How to have a web search paper in a large lecture course…..Lessons Learned

 

  1. Have students submit the paper on line. This saved a lot of faculty time dealing with “I turned my paper in (under your door, to the secretary, to the other professor, etc) but I don’t have a grade”.  Online it is either there or not and you can block people turning in late as desired.
  2. When writing self-grading short answer questions, keep the desired answer short and be specific that it must be typed EXACTLY as desired.  (For example, students who don’t put spaces between words or spell something wrong would be graded incorrectly.  Try to think of every acceptable answer when programming the key.  If the answer is “under 3 months” you might want to program “underthreemonths”,  <3 months” and “less than three months” as alternative correct answers.  (This is where it pays to give good directions and keep desired answer short.)  It is possible and not too hard to go back and add additional correct answers after the test is done, just takes time to do.

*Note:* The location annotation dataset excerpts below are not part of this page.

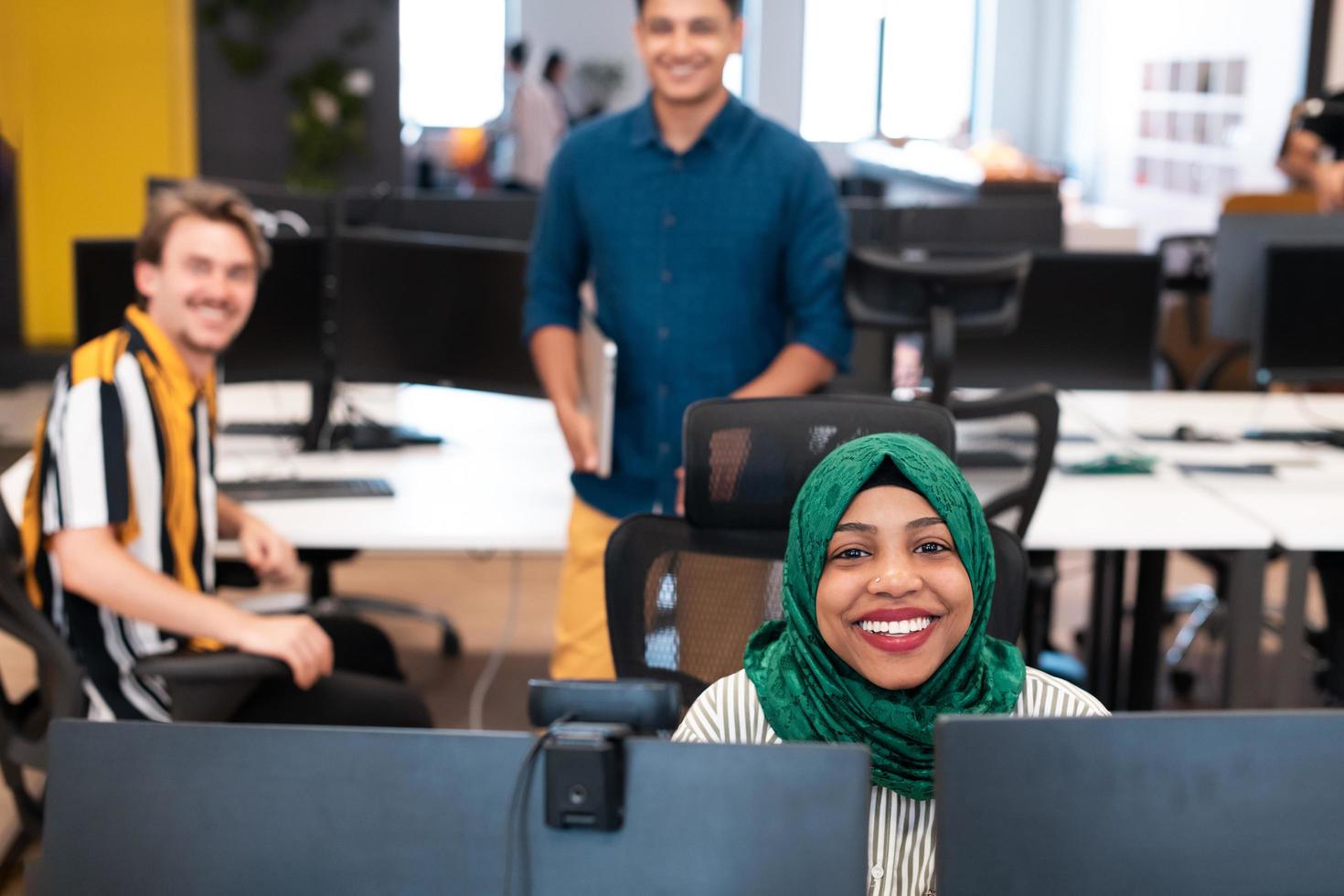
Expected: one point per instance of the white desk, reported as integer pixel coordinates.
(1149, 513)
(497, 483)
(1301, 504)
(500, 483)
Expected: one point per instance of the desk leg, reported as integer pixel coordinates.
(1292, 664)
(1104, 637)
(1148, 624)
(1244, 604)
(476, 707)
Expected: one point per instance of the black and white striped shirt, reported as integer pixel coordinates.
(125, 443)
(901, 830)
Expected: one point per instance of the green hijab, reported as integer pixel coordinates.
(809, 693)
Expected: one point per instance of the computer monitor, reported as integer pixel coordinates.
(494, 215)
(431, 308)
(283, 336)
(1089, 320)
(1303, 323)
(145, 807)
(280, 211)
(1211, 802)
(1241, 252)
(988, 226)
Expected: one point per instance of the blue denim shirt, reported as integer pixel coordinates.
(706, 265)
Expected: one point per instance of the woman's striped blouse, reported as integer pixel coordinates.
(901, 830)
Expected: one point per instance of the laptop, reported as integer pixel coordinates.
(597, 367)
(144, 807)
(1211, 802)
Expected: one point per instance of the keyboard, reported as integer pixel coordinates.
(272, 430)
(354, 435)
(989, 460)
(305, 489)
(1332, 437)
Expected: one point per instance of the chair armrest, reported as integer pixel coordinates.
(188, 667)
(1040, 403)
(210, 687)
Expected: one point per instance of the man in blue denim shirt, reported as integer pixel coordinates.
(717, 249)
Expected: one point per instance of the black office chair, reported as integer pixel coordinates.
(683, 595)
(1187, 272)
(203, 687)
(945, 295)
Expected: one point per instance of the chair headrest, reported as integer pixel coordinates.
(746, 458)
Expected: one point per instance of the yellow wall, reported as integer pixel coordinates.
(96, 96)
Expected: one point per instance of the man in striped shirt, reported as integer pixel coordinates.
(123, 515)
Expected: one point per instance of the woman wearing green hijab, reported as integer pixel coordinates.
(887, 581)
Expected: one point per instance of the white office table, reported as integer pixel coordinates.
(1301, 503)
(500, 484)
(497, 483)
(1149, 513)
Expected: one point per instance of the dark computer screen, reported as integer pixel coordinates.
(1089, 320)
(496, 217)
(283, 338)
(997, 226)
(431, 308)
(1240, 255)
(1303, 324)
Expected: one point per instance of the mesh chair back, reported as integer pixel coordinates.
(894, 293)
(23, 721)
(746, 458)
(682, 601)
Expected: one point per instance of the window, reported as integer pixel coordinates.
(928, 65)
(840, 69)
(732, 74)
(452, 55)
(923, 54)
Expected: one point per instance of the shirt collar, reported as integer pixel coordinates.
(723, 129)
(168, 360)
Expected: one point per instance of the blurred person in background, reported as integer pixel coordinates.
(715, 245)
(540, 121)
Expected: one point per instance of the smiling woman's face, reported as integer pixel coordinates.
(894, 600)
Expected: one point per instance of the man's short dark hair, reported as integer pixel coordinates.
(552, 63)
(734, 7)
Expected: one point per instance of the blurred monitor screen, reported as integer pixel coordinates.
(1089, 320)
(1303, 325)
(429, 308)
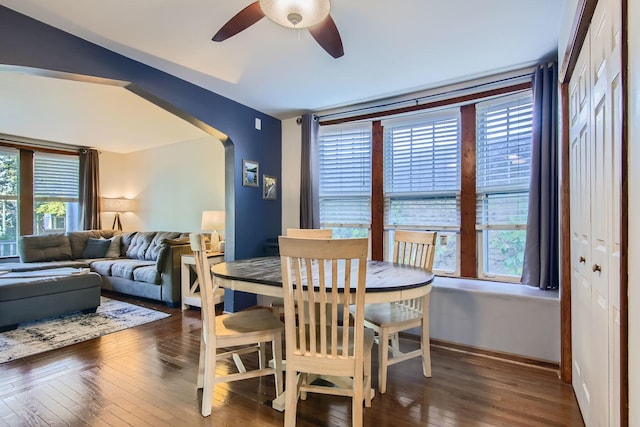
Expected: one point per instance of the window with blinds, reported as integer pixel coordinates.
(55, 193)
(8, 202)
(345, 179)
(503, 162)
(422, 179)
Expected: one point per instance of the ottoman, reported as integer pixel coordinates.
(34, 295)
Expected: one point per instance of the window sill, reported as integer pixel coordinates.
(491, 287)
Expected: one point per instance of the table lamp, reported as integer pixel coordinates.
(117, 206)
(214, 221)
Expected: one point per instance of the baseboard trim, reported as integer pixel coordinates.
(507, 357)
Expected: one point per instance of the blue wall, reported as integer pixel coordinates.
(30, 43)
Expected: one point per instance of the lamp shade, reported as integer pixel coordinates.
(212, 220)
(118, 205)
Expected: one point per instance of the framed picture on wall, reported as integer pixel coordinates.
(269, 187)
(250, 173)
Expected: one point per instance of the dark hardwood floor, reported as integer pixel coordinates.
(145, 376)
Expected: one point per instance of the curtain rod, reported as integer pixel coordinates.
(36, 145)
(416, 100)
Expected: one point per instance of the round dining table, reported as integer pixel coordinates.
(386, 281)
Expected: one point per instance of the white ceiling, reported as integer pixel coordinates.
(391, 48)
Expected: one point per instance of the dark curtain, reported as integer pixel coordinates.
(309, 208)
(89, 189)
(541, 257)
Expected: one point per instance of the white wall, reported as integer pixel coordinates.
(172, 184)
(291, 152)
(570, 8)
(634, 211)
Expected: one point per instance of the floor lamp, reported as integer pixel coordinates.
(117, 206)
(214, 221)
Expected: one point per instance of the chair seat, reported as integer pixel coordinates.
(368, 338)
(246, 322)
(390, 314)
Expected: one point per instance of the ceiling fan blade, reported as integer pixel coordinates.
(327, 35)
(241, 21)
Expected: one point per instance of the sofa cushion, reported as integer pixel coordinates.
(125, 268)
(102, 266)
(96, 248)
(147, 274)
(139, 244)
(78, 239)
(48, 247)
(158, 243)
(114, 247)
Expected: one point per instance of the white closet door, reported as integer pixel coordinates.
(580, 191)
(595, 162)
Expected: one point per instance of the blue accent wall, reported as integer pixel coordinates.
(26, 42)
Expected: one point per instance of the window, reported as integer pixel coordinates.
(422, 180)
(503, 162)
(55, 193)
(345, 179)
(8, 202)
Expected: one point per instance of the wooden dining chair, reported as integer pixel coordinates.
(277, 304)
(232, 335)
(326, 273)
(414, 248)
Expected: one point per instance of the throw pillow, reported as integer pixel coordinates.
(114, 247)
(96, 248)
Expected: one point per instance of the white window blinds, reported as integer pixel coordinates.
(345, 175)
(55, 177)
(503, 160)
(422, 170)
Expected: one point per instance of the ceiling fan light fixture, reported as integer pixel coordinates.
(296, 13)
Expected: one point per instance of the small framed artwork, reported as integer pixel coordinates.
(269, 187)
(250, 173)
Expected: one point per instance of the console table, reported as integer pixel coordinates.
(189, 280)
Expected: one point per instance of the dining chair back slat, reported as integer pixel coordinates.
(321, 277)
(245, 332)
(415, 248)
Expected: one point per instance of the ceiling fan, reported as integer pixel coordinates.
(312, 15)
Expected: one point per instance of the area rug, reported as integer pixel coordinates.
(60, 331)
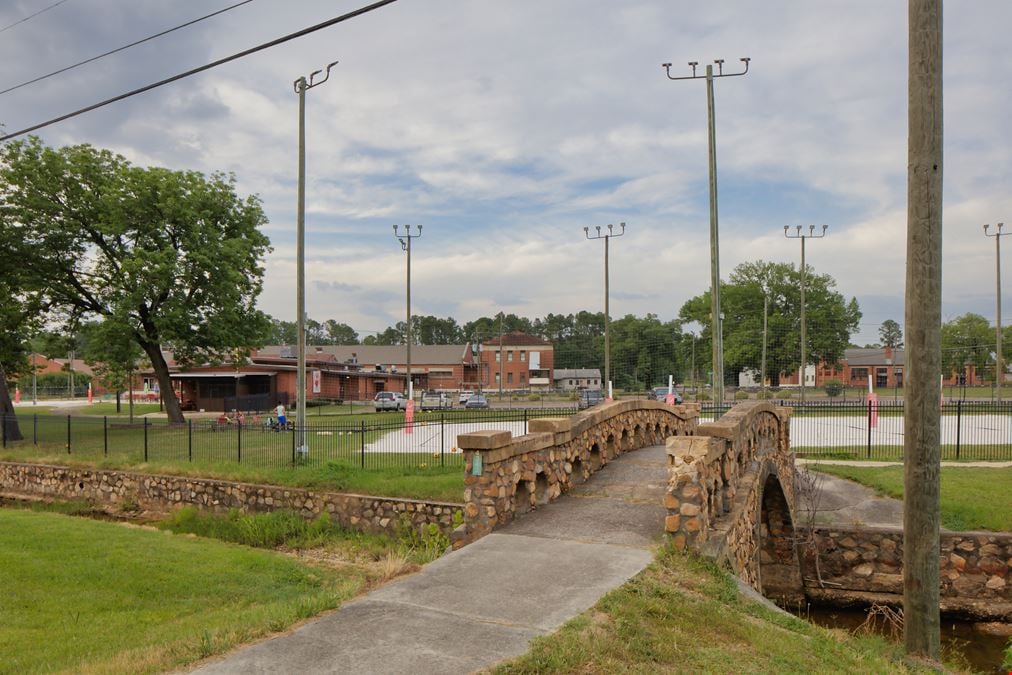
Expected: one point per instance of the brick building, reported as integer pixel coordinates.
(516, 361)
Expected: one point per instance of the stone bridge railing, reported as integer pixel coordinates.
(731, 496)
(506, 477)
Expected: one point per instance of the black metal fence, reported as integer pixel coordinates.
(970, 429)
(372, 441)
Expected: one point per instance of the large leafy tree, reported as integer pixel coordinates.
(172, 258)
(967, 340)
(22, 308)
(830, 319)
(891, 334)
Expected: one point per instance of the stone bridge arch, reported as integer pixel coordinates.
(732, 497)
(506, 477)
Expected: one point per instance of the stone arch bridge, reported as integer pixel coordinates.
(731, 483)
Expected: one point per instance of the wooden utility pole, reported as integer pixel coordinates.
(923, 326)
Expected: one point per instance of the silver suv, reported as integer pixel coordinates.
(390, 401)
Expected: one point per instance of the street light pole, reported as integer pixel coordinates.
(714, 257)
(1000, 361)
(607, 316)
(762, 373)
(799, 235)
(302, 85)
(405, 240)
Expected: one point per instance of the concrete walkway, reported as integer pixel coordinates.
(485, 602)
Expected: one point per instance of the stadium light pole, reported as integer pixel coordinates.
(607, 317)
(405, 240)
(302, 85)
(714, 255)
(799, 234)
(1000, 361)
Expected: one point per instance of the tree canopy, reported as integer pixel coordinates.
(171, 258)
(830, 319)
(891, 334)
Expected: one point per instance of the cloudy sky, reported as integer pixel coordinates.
(505, 128)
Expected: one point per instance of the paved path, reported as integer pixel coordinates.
(485, 602)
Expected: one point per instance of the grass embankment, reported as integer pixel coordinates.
(972, 498)
(441, 484)
(683, 615)
(86, 596)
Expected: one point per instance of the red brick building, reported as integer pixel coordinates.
(517, 361)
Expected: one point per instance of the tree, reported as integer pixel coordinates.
(831, 319)
(22, 311)
(172, 258)
(112, 354)
(967, 340)
(338, 333)
(891, 334)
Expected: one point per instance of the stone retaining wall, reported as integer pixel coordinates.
(865, 565)
(112, 490)
(506, 477)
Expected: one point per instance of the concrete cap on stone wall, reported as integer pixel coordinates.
(484, 440)
(689, 448)
(550, 424)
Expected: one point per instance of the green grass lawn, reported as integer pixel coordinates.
(683, 615)
(84, 596)
(972, 498)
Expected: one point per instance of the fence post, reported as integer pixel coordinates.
(869, 429)
(958, 425)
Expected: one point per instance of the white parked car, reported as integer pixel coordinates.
(435, 401)
(390, 401)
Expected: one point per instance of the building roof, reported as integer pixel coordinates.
(369, 355)
(873, 356)
(577, 373)
(517, 339)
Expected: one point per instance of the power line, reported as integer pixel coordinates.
(44, 9)
(194, 71)
(124, 47)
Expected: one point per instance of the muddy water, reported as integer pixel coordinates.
(961, 641)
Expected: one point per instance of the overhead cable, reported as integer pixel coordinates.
(124, 47)
(44, 9)
(299, 33)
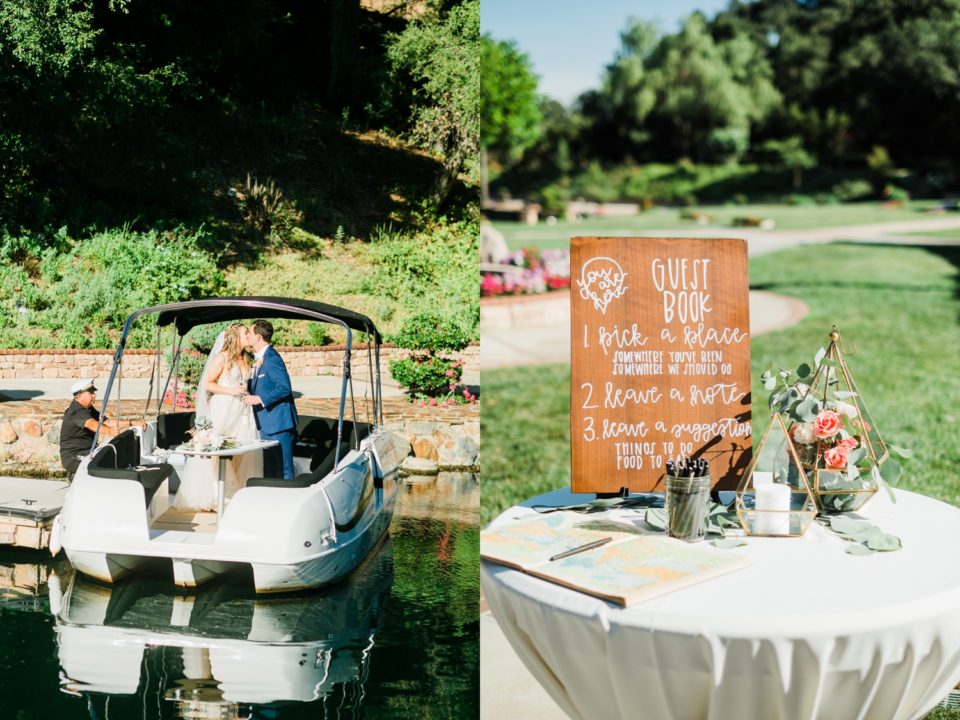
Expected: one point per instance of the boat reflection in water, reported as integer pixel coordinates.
(223, 646)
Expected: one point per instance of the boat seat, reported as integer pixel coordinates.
(172, 429)
(120, 460)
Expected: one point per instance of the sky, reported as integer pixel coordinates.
(570, 42)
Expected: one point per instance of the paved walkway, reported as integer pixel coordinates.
(324, 386)
(536, 330)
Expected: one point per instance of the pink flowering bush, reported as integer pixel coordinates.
(542, 270)
(186, 396)
(425, 374)
(845, 459)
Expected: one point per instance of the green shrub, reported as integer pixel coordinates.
(427, 374)
(895, 193)
(81, 299)
(847, 190)
(431, 331)
(431, 268)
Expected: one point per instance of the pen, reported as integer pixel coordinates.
(581, 548)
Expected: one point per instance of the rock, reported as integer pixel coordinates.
(424, 447)
(419, 466)
(456, 452)
(8, 435)
(32, 427)
(493, 246)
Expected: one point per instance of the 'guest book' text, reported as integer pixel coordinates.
(660, 359)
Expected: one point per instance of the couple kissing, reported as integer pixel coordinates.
(247, 402)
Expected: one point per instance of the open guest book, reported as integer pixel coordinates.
(630, 567)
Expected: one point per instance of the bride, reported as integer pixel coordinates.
(220, 393)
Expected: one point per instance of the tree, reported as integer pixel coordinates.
(440, 52)
(510, 119)
(618, 111)
(703, 86)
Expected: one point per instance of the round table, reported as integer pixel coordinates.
(805, 631)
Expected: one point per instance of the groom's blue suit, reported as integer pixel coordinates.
(277, 416)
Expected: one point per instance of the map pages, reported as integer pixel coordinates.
(631, 567)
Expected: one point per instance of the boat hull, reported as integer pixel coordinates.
(290, 538)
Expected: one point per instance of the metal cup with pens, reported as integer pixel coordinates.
(687, 499)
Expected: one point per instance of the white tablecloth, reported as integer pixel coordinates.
(806, 631)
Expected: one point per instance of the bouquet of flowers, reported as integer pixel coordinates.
(205, 438)
(841, 450)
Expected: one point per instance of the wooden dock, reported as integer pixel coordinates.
(28, 508)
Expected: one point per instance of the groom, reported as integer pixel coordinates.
(272, 399)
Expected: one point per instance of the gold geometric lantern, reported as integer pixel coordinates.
(774, 498)
(835, 436)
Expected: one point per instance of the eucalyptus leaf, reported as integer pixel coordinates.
(604, 502)
(728, 543)
(902, 452)
(843, 394)
(808, 409)
(848, 525)
(884, 542)
(856, 455)
(891, 471)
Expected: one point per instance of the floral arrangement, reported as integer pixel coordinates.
(205, 438)
(542, 270)
(841, 451)
(186, 397)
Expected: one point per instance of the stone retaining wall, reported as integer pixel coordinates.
(450, 436)
(301, 361)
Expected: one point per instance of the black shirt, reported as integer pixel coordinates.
(75, 439)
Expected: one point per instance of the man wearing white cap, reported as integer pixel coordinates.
(79, 425)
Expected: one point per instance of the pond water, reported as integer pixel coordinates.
(398, 639)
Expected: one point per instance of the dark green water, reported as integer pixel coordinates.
(398, 639)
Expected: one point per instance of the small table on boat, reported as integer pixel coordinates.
(224, 455)
(805, 632)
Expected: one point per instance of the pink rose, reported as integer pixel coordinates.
(848, 443)
(836, 457)
(827, 424)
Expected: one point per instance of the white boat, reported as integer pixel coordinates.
(293, 534)
(221, 645)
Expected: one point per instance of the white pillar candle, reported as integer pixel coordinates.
(772, 497)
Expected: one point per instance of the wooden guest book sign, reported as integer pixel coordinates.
(660, 360)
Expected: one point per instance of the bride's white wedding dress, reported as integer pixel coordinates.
(230, 418)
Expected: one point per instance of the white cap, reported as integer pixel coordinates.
(80, 385)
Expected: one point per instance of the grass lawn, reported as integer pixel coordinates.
(900, 306)
(786, 217)
(942, 234)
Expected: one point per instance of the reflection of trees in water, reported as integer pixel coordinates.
(433, 620)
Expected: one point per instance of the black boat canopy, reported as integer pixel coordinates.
(191, 313)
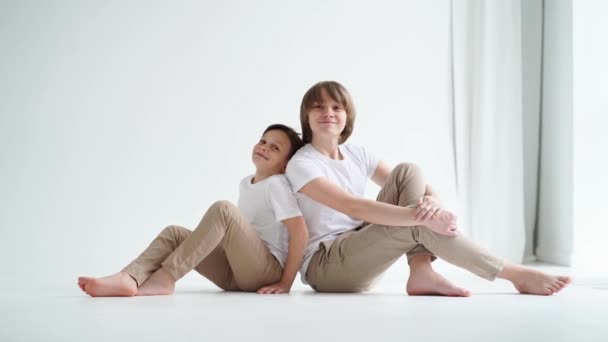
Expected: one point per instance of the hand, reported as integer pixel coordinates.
(275, 288)
(427, 208)
(443, 222)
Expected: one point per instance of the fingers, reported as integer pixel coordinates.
(271, 290)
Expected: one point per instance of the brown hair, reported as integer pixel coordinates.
(294, 138)
(339, 94)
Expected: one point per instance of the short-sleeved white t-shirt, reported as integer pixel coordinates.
(350, 174)
(265, 204)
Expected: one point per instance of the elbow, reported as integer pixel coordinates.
(355, 208)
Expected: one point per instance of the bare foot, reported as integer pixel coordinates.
(117, 285)
(430, 283)
(529, 281)
(160, 283)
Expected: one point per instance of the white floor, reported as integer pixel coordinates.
(198, 312)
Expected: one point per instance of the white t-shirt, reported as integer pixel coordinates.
(265, 204)
(350, 174)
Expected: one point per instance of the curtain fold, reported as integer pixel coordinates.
(486, 59)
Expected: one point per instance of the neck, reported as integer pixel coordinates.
(260, 175)
(327, 146)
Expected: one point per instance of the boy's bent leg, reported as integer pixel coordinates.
(460, 251)
(159, 249)
(355, 259)
(404, 187)
(203, 251)
(251, 262)
(216, 268)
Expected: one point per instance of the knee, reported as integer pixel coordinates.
(175, 231)
(222, 207)
(408, 168)
(407, 171)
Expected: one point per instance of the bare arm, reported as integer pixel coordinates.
(328, 194)
(381, 173)
(298, 238)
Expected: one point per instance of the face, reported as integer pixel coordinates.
(270, 153)
(327, 117)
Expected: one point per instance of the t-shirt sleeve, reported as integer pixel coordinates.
(301, 171)
(370, 161)
(282, 200)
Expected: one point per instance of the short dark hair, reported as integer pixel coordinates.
(294, 137)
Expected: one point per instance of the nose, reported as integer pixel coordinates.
(327, 111)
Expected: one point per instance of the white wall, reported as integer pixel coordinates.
(590, 138)
(119, 118)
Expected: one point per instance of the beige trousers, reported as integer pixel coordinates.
(352, 261)
(224, 248)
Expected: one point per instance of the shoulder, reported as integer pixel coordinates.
(278, 181)
(304, 156)
(246, 180)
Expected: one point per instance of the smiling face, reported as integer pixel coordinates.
(271, 154)
(327, 117)
(327, 109)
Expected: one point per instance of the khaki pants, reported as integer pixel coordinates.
(224, 248)
(352, 261)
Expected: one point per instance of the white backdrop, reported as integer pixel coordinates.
(118, 119)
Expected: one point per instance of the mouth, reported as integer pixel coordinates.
(261, 155)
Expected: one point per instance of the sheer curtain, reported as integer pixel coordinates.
(489, 135)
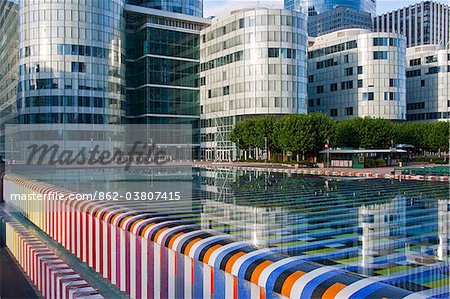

  3. Always have alternative questions to decrease cheating.  When the questions look similar but have different answers it helps potential cheaters learn the risks of getting answers form friends who have already competed the paper.
  4. For drug pricing, use multiple choice.  The formulas for WebCT to put in a range of prices were laborious.
  5. Encourage students to access information efficiently.
    1. Search the entire web (we have not had Google searches be part of this paper to date)
    2. Know key sites for getting pharm info (see reference page www.hhs.csus.edu/pharm).  DO NOT put an active link into the quiz/paper.  Life long learning skills:  Students need to be able to find the page when they don’t have the quiz/paper open.
    3. “Find on this page” to jump down document instead of reading the whole thing.
    4. Be comfortable with having 2 browsers open at the same time.  One to run WebCT quiz, the other to look the answers up.  This will really help on the open internet final.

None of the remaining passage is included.